Episode 4 – Bad Wolf Soup

I met Matt (Mr Consistent) Doherty in the soup aisle of one of the posher supermarkets in Wolves about 5ish years back.

And what a lovely chap. We spoke in length about soups. We didn’t. We didn’t get round to discussing soups in our conversation. Which was a shame. I like soup.

No, thankfully, we kept things on topic and top of the bill was Matt’s switch to left back under Kenny Jackett, which Matt had discussed with his dad, who agreed that it would help Matt’s development.

I met him again a couple of seasons ago when I joined my friends from the Maltese Wolves fan club to hand over their player of the season to him (below – my baldy head is the second from the right).  Frustratingly, I still didn’t get to chat about soup.

Fast forward to post-Leicester; a tremendous but ultimately unrewarding team performance and it was a little hard to read some of the vitriol aimed in Doc’s direction on social media.

Matt has been one of our most consistent performers for many a campaign; winning player of the season back in 2016 and grabbing third in the voting last time around.  And yet.  And yet.

Along with Bonatini, Doc came in for a mountain of moaning on social media after his rather awkward display, where he missed a sitter, scored a worldy own-goal and got absolutely clattered by Vardy.

Some fans have short memories.  Matt is a fine player and I don’t think his place is seriously under any threat.

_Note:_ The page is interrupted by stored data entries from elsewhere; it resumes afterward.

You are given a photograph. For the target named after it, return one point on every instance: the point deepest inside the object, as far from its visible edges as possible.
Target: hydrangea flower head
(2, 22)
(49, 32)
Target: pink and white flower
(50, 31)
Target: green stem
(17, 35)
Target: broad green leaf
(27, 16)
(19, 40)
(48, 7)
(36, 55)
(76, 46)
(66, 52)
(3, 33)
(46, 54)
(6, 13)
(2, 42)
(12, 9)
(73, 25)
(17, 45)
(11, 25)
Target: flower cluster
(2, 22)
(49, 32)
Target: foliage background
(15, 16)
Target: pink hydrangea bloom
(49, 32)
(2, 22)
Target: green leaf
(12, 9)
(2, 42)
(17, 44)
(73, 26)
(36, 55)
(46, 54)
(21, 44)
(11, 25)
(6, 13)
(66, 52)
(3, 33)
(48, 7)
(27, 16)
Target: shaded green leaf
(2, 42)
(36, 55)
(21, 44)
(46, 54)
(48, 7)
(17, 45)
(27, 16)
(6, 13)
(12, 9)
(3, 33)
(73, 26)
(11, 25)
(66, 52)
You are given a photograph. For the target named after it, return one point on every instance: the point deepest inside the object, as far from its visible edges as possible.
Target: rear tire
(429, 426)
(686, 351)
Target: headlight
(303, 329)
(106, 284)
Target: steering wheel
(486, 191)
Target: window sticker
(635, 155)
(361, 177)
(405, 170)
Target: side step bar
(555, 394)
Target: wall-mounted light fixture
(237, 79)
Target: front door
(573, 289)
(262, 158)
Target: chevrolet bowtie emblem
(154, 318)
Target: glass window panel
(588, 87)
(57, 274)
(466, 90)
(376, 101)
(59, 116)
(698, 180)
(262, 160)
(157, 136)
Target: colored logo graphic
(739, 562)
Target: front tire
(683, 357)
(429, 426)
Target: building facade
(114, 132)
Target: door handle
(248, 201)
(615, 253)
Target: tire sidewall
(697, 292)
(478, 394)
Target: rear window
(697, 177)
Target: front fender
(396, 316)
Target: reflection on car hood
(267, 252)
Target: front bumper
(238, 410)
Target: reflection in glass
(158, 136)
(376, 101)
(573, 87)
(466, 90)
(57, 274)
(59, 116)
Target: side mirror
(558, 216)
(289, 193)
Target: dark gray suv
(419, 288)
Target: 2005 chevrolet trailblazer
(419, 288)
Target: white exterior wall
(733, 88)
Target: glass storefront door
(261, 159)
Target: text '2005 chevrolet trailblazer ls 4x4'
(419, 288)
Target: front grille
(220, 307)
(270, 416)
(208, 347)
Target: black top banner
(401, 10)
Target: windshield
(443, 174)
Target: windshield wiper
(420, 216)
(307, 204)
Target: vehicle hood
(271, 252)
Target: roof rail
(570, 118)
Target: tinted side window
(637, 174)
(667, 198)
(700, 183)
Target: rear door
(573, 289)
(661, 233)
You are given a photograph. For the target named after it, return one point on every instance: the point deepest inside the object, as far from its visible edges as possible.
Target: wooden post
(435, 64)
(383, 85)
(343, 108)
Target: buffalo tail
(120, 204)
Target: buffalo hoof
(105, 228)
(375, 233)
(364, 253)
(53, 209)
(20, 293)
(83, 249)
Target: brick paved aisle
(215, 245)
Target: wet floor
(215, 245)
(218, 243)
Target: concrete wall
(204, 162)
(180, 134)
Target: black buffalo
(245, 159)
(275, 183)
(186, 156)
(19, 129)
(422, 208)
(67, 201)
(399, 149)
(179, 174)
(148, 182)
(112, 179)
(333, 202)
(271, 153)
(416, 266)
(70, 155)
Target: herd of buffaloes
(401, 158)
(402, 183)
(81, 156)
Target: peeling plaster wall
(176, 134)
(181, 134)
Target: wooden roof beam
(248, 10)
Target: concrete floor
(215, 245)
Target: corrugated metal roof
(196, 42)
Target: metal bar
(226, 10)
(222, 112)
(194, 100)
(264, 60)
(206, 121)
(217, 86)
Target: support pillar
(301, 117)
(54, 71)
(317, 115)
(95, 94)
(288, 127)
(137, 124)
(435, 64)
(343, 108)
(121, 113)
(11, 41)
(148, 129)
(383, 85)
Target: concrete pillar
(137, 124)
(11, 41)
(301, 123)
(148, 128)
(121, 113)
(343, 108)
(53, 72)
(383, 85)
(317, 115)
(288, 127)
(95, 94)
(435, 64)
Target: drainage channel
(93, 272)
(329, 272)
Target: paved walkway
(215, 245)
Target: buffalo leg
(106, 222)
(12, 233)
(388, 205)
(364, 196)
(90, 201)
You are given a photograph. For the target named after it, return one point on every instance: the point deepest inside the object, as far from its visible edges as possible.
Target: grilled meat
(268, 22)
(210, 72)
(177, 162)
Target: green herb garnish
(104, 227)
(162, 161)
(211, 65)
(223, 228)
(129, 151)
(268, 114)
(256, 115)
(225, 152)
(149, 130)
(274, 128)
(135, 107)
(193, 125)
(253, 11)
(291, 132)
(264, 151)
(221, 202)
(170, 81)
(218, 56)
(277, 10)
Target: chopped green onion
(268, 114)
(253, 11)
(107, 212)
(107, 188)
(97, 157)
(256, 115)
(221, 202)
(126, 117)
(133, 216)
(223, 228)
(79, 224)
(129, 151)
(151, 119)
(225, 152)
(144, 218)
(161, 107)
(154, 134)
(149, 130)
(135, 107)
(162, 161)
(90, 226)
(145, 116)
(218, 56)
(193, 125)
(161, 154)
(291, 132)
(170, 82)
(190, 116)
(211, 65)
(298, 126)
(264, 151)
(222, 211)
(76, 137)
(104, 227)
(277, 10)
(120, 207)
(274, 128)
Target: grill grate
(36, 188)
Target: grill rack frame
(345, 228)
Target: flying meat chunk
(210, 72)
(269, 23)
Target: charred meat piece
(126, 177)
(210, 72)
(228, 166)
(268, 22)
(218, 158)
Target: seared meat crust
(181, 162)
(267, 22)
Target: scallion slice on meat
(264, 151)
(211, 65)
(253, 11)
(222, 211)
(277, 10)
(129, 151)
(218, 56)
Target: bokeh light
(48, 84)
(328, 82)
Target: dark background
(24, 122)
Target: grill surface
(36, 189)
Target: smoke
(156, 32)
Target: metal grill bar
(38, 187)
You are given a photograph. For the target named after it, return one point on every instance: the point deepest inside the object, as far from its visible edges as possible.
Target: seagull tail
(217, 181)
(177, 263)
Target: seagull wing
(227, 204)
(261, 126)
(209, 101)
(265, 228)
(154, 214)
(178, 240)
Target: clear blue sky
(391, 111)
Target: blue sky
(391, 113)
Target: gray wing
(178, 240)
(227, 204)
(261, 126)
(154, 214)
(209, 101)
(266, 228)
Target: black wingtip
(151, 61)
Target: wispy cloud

I mean who have we got who could step in anyway?

One bad swallow doesn’t make a summer or some kind of idiom. Anyway, Matt is fine, leave him alone.

It’s been two games. Two games where we have a point, where arguably we could have had bagged all six.

My big(ish) worry at the moment,  is that we are getting chances in front of goal but who is going to chuck them in the onion bag?

Bonatini works his socks off but I wasn’t convinced by him last season and he doesn’t look like the solution this time around either.

On the other hand. Jimenez looks like the real deal. So with Wolves chasing the game on Saturday, it seemed a little perplexing that Nuno would take off Costa & Jota and bring on Adama & Bonatini, only for Bonatini to become the focal point of the attack.

Once this team attunes to the Premier League way, then I’m sure we have goals all across the pitch, akin to last season when Bonatini’s goals ran dry in the second half of the campaign and other players, like Jota, scored aplenty.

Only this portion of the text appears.